You are viewing a plain text version of this content. The canonical link for it is here.
Posted to users@daffodil.apache.org by "Costello, Roger L." <co...@mitre.org> on 2019/07/16 14:51:50 UTC

RE: [EXT] Re: Unable to parse an in-band nil on complex type

I am using the latest release, 2.4.0



From: Beckerle, Mike <mb...@tresys.com>
Sent: Tuesday, July 16, 2019 10:47 AM
To: users@daffodil.apache.org
Subject: [EXT] Re: Unable to parse an in-band nil on complex type


What release of Daffodil?

2.4.0 or earlier?

________________________________
From: Costello, Roger L. <co...@mitre.org>>
Sent: Tuesday, July 16, 2019 10:43:38 AM
To: users@daffodil.apache.org<ma...@daffodil.apache.org>
Subject: Re: Unable to parse an in-band nil on complex type


Thanks Mike. I made the changes you described. Now parsing works perfect but unparsing gives the same error message. Here is the XML that is output:



<input xmlns:xsi="http://www.w3.org/2001/XMLSchema-instance">
  <person>
    <name>John Doe</name>
    <age>29</age>
  </person>
  <person>
    <name>Sally Smith</name>
    <age>34</age>
  </person>
  <person xsi:nil="true"></person>
  <person>
    <name>Bob Jones</name>
    <age>51</age>
  </person>
</input>



Here is my updated DFDL schema:



<xs:element name="input">
    <xs:complexType>
        <xs:sequence dfdl:separator="%NL;" dfdl:separatorPosition="infix">
            <xs:element name="person" maxOccurs="unbounded" dfdl:occursKind="implicit" dfdl:initiator="Person:" nillable="true" dfdl:nilValue="%ES;" dfdl:nilValueDelimiterPolicy="initiator">
                <xs:complexType>
                    <xs:sequence dfdl:separator="," dfdl:separatorPosition="infix">
                        <xs:element name="name" type="xs:string" />
                        <xs:element name="age" type="xs:string" />
                    </xs:sequence>
                </xs:complexType>
            </xs:element>
        </xs:sequence>
    </xs:complexType>
</xs:element>



From: Beckerle, Mike <mb...@tresys.com>>
Sent: Tuesday, July 16, 2019 10:22 AM
To: users@daffodil.apache.org<ma...@daffodil.apache.org>
Subject: [EXT] Re: Unable to parse an in-band nil on complex type



The initiator must be on the person element, not on the interior sequence, since that interior sequence will never even be attempted to parse when the DFDL processor finds the nil representation of the surrounding complex element.

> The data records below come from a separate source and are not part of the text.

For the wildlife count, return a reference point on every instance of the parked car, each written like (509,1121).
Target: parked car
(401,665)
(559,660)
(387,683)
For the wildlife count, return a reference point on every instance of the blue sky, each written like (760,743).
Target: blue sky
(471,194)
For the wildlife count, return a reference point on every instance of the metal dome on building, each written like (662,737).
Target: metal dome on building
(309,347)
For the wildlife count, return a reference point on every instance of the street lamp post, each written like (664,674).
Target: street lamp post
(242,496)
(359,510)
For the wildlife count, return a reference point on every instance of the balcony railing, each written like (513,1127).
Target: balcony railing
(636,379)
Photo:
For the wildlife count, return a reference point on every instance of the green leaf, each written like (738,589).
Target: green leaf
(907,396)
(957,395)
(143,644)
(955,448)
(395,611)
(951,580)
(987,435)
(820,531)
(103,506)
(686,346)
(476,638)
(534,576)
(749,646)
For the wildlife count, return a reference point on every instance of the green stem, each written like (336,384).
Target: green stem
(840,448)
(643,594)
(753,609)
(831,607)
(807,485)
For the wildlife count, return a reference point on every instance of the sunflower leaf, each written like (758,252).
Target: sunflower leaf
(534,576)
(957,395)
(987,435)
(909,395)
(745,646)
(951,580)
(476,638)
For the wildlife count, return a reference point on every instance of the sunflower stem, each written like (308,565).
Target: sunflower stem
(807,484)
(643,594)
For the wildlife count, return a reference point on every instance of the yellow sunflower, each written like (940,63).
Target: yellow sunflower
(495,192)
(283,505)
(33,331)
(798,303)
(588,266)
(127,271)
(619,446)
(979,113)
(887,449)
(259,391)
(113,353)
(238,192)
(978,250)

You have dfdl:nilValueDelimiterPolicy="initiator" on the complex element,  but there is no initiator defined there. So that doesn't do anything.



Here's the principle to keep in mind. If the complex element matches its nil representation, nothing inside it is ever even considered.



I am still uncertain about the unparse error. That seems like the unparser may have a bug having to do with nilled complex elements, or empty string elements. Not sure.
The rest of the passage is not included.